Я свернул за угол опустошенного дома. Дверь подъезда заколочена досками, но я знал, что это всего лишь видимость. Бомжи аккуратно выдернули гвозди, но так, чтобы дверь можно было открыть, а доски остались на прежнем месте. Маскировка. «Друг Руслан», преследующий меня, явно не здешний и в эту хитрость вряд ли посвящен. Я еще раз оглянулся и кинулся к двери. Приоткрыл ее, пролез в затхлый, наполненный тяжелым подвальным смрадом подъезд. Через узкую щель стал наблюдать…

Только успокоил дыхание, как увидел его. «Друг Руслан» забежал во двор, скользнул быстрым взглядом по двери подъезда. Дергать за ручку не стал, поверил, что доски прибиты крепко, и пошел дальше, к куче битых кирпичей. Перед ними остановился и опустился на корточки, как будто шнурок завязать. Он был ко мне спиной. Между нами пять-семь шагов.

Я приоткрыл дверь и, сжав кулаки, неслышно пошел к «другу». Если он успеет вытащить пистолет, то мне конец. Я должен схватить его за правую руку. Я должен держать ее крепко, как бешеного удава… Осталось три шага, два… Тип сидит неподвижно, глядя на свои ботинки. Он прислушивается. Он улавливает звук моих шагов и уже поворачивает голову…

Я прыгнул вперед, хватаясь за его руку, опущенную в карман. Синтетическая ткань ветровки скользнула под моими ладонями. «Друг Руслан» попытался вскочить на ноги, но на его плечи обрушились все мои пять с половиной пудов.

- Сидеть! - как собаке крикнул я.

Его правая рука стала моей добычей. Я начал выкручивать ее. «Друг» закряхтел, сопротивляясь. Он него пахло табаком и хорошим одеколоном. Прямо перед собой я видел его затылок, просвечивающуюся через редкие волосы белую кожу…

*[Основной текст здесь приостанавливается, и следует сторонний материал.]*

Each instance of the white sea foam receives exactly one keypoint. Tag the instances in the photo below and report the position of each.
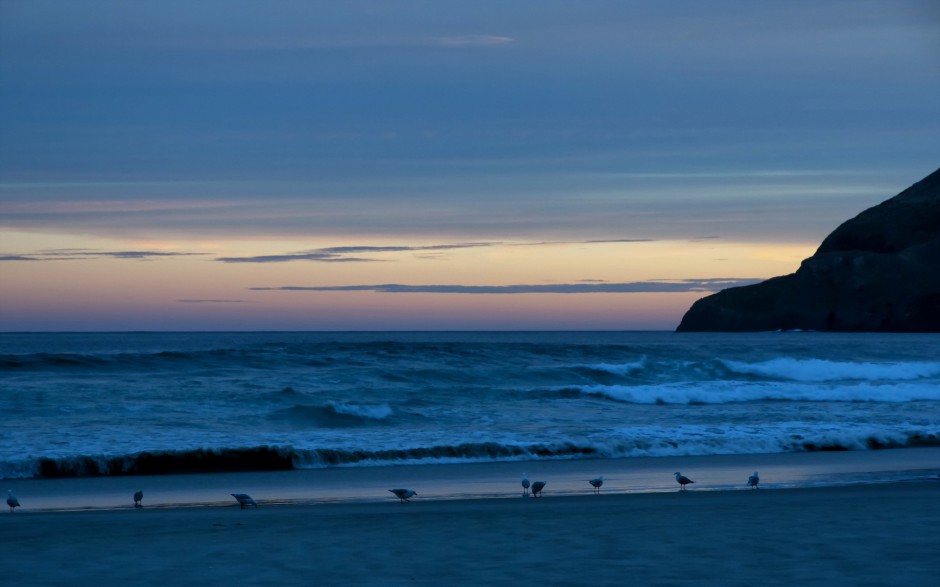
(720, 392)
(824, 370)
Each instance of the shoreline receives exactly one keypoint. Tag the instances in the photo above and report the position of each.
(870, 535)
(488, 480)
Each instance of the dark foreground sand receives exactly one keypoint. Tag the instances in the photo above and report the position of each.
(874, 534)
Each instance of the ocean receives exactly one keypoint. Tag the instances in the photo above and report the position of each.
(114, 404)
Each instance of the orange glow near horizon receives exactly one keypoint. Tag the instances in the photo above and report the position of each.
(198, 292)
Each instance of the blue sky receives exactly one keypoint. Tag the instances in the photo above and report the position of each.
(270, 129)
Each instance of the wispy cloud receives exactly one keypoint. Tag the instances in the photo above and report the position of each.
(341, 254)
(472, 41)
(84, 254)
(213, 302)
(654, 286)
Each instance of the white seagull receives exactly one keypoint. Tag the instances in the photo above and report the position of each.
(753, 480)
(244, 500)
(597, 483)
(12, 501)
(682, 480)
(404, 494)
(537, 488)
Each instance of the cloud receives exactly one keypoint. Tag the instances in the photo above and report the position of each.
(337, 254)
(213, 302)
(84, 254)
(472, 41)
(654, 286)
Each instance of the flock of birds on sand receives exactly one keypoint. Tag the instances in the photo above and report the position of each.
(244, 500)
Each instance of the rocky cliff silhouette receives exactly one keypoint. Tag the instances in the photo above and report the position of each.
(878, 272)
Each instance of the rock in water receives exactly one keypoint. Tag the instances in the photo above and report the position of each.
(878, 272)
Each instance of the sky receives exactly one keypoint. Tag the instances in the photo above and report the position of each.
(427, 165)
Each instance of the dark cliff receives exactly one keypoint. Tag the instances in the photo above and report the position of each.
(878, 272)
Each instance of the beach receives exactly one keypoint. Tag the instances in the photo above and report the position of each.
(858, 530)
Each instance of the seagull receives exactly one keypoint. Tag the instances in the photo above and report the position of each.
(682, 480)
(597, 483)
(244, 500)
(11, 500)
(537, 488)
(753, 480)
(404, 494)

Вдруг он изловчился и свободной рукой швырнул мне в лицо горсть песка. Сотни иголок вонзились мне в глаза. На мгновение ослепший, я тотчас пропустил удар в лицо - не слишком сильный, но его оказалось достаточно, чтобы я ослабил хватку. Пистолет шлепнулся мне на ногу и, как резиновый, отскочил в песок. Заливаясь слезами, я потянулся к оружию, и в это же мгновение «друг» резво вскочил на ноги и во всю прыть побежал прочь со двора.

- Стой, кузнечик копченый!! - заорал я, кидаясь следом за ним, но не сделал и трех шагов, как сослепу налетел на кусок арматуры, торчащей из земли, и рухнул на землю.

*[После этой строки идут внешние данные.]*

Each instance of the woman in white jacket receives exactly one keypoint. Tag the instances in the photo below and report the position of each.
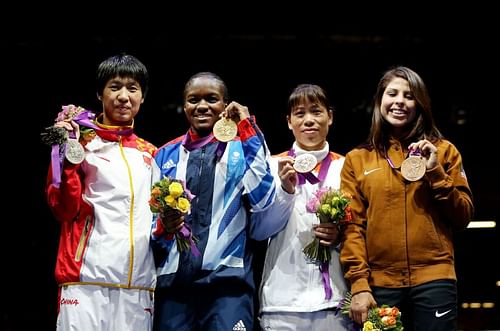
(293, 291)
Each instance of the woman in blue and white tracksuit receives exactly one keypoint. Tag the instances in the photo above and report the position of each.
(230, 180)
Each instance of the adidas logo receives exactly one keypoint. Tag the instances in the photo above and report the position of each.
(240, 326)
(169, 164)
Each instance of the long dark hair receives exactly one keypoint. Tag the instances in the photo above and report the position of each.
(423, 125)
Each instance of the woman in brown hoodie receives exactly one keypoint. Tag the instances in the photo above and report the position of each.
(410, 194)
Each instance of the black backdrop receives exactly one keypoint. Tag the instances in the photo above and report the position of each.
(50, 66)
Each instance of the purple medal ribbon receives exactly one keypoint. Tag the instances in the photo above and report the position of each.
(85, 118)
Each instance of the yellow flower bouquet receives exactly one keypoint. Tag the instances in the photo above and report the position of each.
(168, 195)
(330, 205)
(381, 318)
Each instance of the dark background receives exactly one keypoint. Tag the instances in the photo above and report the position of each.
(51, 61)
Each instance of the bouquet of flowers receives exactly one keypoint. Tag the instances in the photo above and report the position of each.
(330, 205)
(379, 318)
(53, 135)
(171, 194)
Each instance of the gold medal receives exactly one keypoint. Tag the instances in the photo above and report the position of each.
(74, 151)
(305, 163)
(413, 168)
(225, 129)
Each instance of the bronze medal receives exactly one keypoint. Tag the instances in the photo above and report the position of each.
(413, 168)
(305, 163)
(225, 129)
(74, 151)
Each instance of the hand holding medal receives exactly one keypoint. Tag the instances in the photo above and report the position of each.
(305, 163)
(423, 156)
(226, 128)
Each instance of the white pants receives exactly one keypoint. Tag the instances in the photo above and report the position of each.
(323, 320)
(97, 308)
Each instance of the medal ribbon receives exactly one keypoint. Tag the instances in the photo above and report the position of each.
(191, 144)
(84, 118)
(309, 176)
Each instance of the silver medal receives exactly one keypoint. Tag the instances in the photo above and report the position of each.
(305, 163)
(74, 151)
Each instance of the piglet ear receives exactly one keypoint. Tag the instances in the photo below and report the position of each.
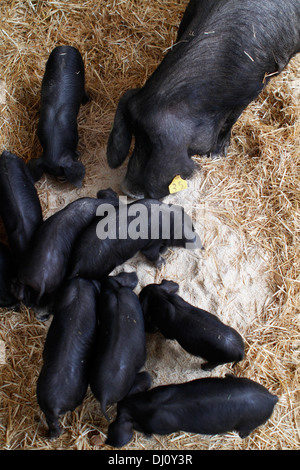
(120, 432)
(169, 286)
(120, 137)
(127, 279)
(73, 169)
(36, 168)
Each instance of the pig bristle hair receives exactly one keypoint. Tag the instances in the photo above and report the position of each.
(255, 191)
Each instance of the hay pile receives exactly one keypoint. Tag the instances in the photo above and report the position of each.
(245, 208)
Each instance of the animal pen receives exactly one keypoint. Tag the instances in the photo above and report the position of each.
(245, 207)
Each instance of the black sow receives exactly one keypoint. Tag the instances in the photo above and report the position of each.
(225, 53)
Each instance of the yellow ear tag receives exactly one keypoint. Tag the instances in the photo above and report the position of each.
(178, 184)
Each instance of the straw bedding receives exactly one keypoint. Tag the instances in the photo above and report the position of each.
(245, 208)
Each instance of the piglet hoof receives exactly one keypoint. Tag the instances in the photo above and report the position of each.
(160, 262)
(54, 433)
(207, 366)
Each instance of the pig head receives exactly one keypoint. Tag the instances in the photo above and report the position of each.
(224, 54)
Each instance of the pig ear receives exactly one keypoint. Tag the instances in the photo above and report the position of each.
(169, 286)
(119, 433)
(36, 168)
(120, 137)
(106, 194)
(127, 279)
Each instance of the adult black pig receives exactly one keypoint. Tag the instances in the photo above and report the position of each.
(61, 96)
(225, 53)
(197, 331)
(20, 207)
(204, 406)
(147, 225)
(120, 344)
(63, 380)
(45, 265)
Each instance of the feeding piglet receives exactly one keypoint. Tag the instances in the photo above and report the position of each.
(120, 344)
(225, 53)
(204, 406)
(61, 96)
(147, 225)
(197, 331)
(63, 380)
(20, 207)
(45, 264)
(7, 272)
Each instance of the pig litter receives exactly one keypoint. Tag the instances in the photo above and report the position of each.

Мне было и стыдно, и горько. «Друг» скрылся за углом. Я поднялся на ноги, сам себе напоминая обкурившуюся гориллу. Вываленный в песке, с залитым слезами лицом, я все же снова устремился в погоню. Едва я выбежал на Гоголя, как увидел, что прыткий негодяй заскочил на подножку отъезжающего автобуса.

У меня хватило ума не кинуться за ним вдогонку. Отряхиваясь и изрекая невероятно жестокие угрозы, я вернулся к месту своего позорного поражения. В ванной, которую строители использовали для замеса раствора, я сполоснул лицо скопившейся там дождевой водой. Потом опустился на корточки перед пистолетом и некоторое время раздумывал, как мне с ним поступить. Эта штука останется вещественным доказательством до тех пор, пока я не возьму ее в руки и не суну себе в карман. Тогда пистолет приобретет новое качество и станет уликой, обращенной против меня.

Но не оставлять же его здесь?

«Что, маленький подлец, хотел меня укокошить?» - подумал я, просовывая в ствол кривой и ржавый гвоздь. Поднял оружие, словно рыбину на крючке, осмотрел его со всех сторон, а потом завернул в промасленную тряпку, которая торчала в выхлопной трубе бульдозера, словно ружейный пыж.

Вещественное доказательство я затолкал под крышу старого кирпичного гаража, стоящего в соседнем дворе, а потом долго отмывал в ванне руки, вымазанные в смазке. При этом ни разу не оглянулся, хотя и согнулся в три погибели, словно нарочно подставлял затылок и спину под удар. Спрятав пистолет, я будто вырвал у змеи, намеревавшейся меня укусить, ядовитое жало, и был уверен, что, по крайней мере, пару часов могу не беспокоиться за жизнь.

В витрине магазина я полюбовался своим отражением. Вид у меня был такой, словно я только что вернулся с разгрузки угольного вагона. Тем лучше. Я ведь не на юбилейный банкет иду. Я пробираюсь к профессору окольными и путаными путями, чтобы предупредить его о смертельной опасности. И мой внешний вид красноречиво говорит о драматичности момента.